Psy-House??

Publicado em 02/03/2010 - Por Eliel Cezar


Você, leitor amante da música eletrônica, provavelmente já ouviu a melodia da track acima em algum momento da sua vida. Trata-se de “Strings of Life“, do Rhythim is Rythim, um dos nomes usados pelo talvez mais genial precursor/criador do Techno, Derrick May. A track é de 1987 e é uma das mais tocadas e remixadas da história da e-music.
Mas, calma lá… Techno? Esse gênero não é baseado em marcantes batidas 4 X 4,  melodias contidas e secas, atmosfera por vezes pesada? Não seria o rótulo “House” mais apropriado para tanta melodia? Se bem que as sujas batidas da bateria eletrônica Roland TR909 e os timbres do sintetizador são a pura essência do Techno de Detroit… Seria um Tech-House, portanto, em plenos anos 80? Ou uma nova variante que poderíamos chamar de Techno-Jazz, Piano-House, Jazz eletrônico ou algum outro nome de impacto!?
Ironias de lado… acredito que, embora determinados elementos de uma música possam fazer referência a um outro estilo, não é uma única característica de uma track, por mais marcante que seja, que vai lhe etiquetar como da vertente X ou Y. Afinal, a música eletrônica sempre pautou sua evolução na reciclagem e na mistura. O Techno de hoje não é igual ao de 15 anos atrás, e com certeza será diferente nos próximos 15 anos, graças à influência de diversos tipos de música, da arte e dos movimentos culturais em geral.
Mesmo assim, a explosão no número de produções e produtores gerou também uma explosão dos gêneros. Hoje em dia, a especificação dos estilos chega ao microscópico. Detalhes bastam para transformar algo que na Chicago dos anos 80 seria simplesmente House em algo com três ou quatro nomes.
Assim, vez ou outra alguns DJ’s, produtores e “formadores de opinião”, objetivando serem “únicos”, “precursores”, revestirem-se de alguma aura intelectual ou por algum outro motivo, empregam toda a criatividade a serviço da fina arte de inventar novos rótulos para etiquetar determinadas tracks.
Nesse contexto, como não poderia deixar de ser, surgem algumas definições bem elaboradas e muitas aleatoriedades. Nessa segundo grupo, podemos incluir o que o DJ britânico Dave Mothersole curiosamente chama de “Psy House“.
Recentemente, o site Factóide publicou matéria – convido todos a lê-la – a respeito desse estilo, que segundo seu criativo criador, combina “o groove sólido do Tech House, o estilo de mixagem do progressivo e toques melódicos ambos do Detroit Techno e do Trance Old School”. Para exemplificar, colaciona algumas tracks de décadas passadas e atuais.
Curiosamente, uma das tracks exemplificadas é a clássica “At Les”, de Carl Craig, imperador da segunda geração dos techneiros de Detroit. Essa track, como as outras exemplificadas na matéria, possuem de fato elementos viajantes e hipnóticos, que talvez possam ser ditos psicodélicos.
Contudo, a essência de boa parte do que se produz em música eletrônica é justamente viajante e hipnótica. Com pouca pesquisa, encontram-se tracks antigas e atuais repletas de elementos psicodélicos, que nem por isso ensejam a criação de uma sub-vertente. Um exemplo bobo: confiram abaixo a track “Do You Like Bass”, do Felguk.

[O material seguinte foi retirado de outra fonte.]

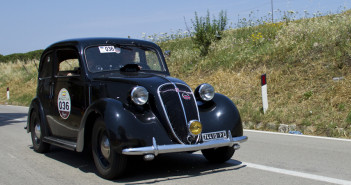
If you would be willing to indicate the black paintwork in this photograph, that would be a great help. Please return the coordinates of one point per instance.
(107, 95)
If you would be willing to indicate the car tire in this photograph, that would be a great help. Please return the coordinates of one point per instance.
(218, 155)
(37, 133)
(109, 164)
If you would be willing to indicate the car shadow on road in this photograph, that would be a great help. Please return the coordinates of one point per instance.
(165, 167)
(12, 118)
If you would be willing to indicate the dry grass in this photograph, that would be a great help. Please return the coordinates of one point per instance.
(300, 59)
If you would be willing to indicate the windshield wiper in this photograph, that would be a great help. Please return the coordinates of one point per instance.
(130, 68)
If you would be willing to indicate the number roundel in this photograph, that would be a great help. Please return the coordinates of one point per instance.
(64, 103)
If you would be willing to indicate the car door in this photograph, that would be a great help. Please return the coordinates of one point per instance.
(45, 82)
(69, 100)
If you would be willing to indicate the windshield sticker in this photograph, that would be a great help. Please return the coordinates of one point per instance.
(107, 49)
(64, 103)
(118, 50)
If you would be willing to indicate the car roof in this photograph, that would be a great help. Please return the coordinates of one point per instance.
(82, 43)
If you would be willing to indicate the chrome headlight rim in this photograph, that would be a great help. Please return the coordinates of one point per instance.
(205, 92)
(139, 95)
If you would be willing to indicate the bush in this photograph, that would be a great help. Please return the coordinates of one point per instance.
(207, 31)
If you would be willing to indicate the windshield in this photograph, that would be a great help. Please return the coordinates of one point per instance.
(109, 58)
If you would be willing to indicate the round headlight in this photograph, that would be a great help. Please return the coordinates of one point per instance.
(206, 92)
(195, 127)
(139, 95)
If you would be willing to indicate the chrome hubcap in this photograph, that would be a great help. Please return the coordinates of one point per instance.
(37, 131)
(105, 147)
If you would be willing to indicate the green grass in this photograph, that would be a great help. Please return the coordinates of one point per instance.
(300, 58)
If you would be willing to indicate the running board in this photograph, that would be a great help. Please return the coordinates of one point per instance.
(70, 145)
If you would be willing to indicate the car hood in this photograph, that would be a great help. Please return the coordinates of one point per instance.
(150, 81)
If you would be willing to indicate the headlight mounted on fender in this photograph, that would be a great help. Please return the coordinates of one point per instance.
(139, 95)
(205, 92)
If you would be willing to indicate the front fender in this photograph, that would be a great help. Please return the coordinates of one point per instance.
(220, 114)
(124, 128)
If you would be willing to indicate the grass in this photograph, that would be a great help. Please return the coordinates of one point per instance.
(300, 58)
(21, 78)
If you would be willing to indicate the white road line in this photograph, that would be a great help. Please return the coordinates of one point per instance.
(297, 174)
(297, 135)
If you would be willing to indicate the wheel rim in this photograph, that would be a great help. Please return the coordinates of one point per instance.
(103, 149)
(105, 146)
(37, 132)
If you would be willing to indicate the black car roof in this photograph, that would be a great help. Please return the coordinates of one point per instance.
(82, 43)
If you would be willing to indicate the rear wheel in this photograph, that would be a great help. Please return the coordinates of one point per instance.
(37, 133)
(109, 164)
(218, 155)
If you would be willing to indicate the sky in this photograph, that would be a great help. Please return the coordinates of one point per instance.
(32, 25)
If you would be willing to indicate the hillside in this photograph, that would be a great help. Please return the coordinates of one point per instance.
(301, 59)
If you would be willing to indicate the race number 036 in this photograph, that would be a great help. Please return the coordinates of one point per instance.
(64, 103)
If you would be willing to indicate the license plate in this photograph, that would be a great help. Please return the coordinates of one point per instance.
(214, 135)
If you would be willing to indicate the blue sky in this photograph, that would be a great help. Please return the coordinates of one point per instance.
(31, 25)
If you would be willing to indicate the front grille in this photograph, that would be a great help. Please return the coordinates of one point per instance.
(180, 108)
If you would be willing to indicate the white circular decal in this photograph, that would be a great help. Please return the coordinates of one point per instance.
(64, 103)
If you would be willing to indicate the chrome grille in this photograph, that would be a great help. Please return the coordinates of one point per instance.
(180, 108)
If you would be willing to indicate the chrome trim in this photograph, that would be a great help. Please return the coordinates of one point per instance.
(165, 111)
(162, 149)
(180, 99)
(189, 124)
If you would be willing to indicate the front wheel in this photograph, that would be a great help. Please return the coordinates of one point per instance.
(109, 164)
(218, 155)
(37, 133)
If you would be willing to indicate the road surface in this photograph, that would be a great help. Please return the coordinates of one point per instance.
(266, 158)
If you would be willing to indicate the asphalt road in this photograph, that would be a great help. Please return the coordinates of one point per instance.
(266, 158)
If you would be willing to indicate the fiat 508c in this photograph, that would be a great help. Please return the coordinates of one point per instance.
(115, 98)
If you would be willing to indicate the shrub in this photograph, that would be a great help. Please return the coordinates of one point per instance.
(207, 31)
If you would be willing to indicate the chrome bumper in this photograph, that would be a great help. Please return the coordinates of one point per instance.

Reparem no break que começa lá pelos 2min45s. Não parece estranhamente… psicodélico? Ora, certamente estamos diante de um psychedelic electro, não?
Nada mais longe da verdade. Trata-se uma track tipicamente electro-house, com elementos “viajados” que remetem às influências musicais dos produtores. Nada que enseje a criação de uma nova vertente.
Esse raciocínio vale para as tracks ditas de psy house. O que temos ali é Deep House, Techno das antigas ou mesmo Trance, gêneros construídos e estabelecidos no decorrer dos anos. Ali não tem nada rasgando o manual.
O fenômeno da rotulagem serve apenas à criação de obstáculos à apreciação de música eletrônica. Invencionices servem tão somente para complicar algo que ja é complicado para a maioria da população. Ainda, além de afastar amantes da e-music, cria as dissenções internas, a formação de “guetos eletrônicos”: é a turma do psy, do minimal, do house…
Não há, portanto, base ou justificativa para fragmentar ainda mais o que ja é fragmentado. Nas palavras do amigo Guilherme Empke, DJ e colaborador eventual do Psicodelia, “Eu falo que toco techno com surpresinha; o cara fala que toca psy house. As pessoas perguntam ‘o que você toca?’. Se não for uma coisa muito definida, fica difícil de explicar. Daí vem essa coisa de inventar um monte de rótulos pra definir algo que deveria simplesmente  ser ouvido e sentido. ”
Enfim, o psy house continua não existindo. E se ele, por acaso, surgir ano que vem, não há nenhuma necessidade de correr para as gráficas imprimir o novo rótulo.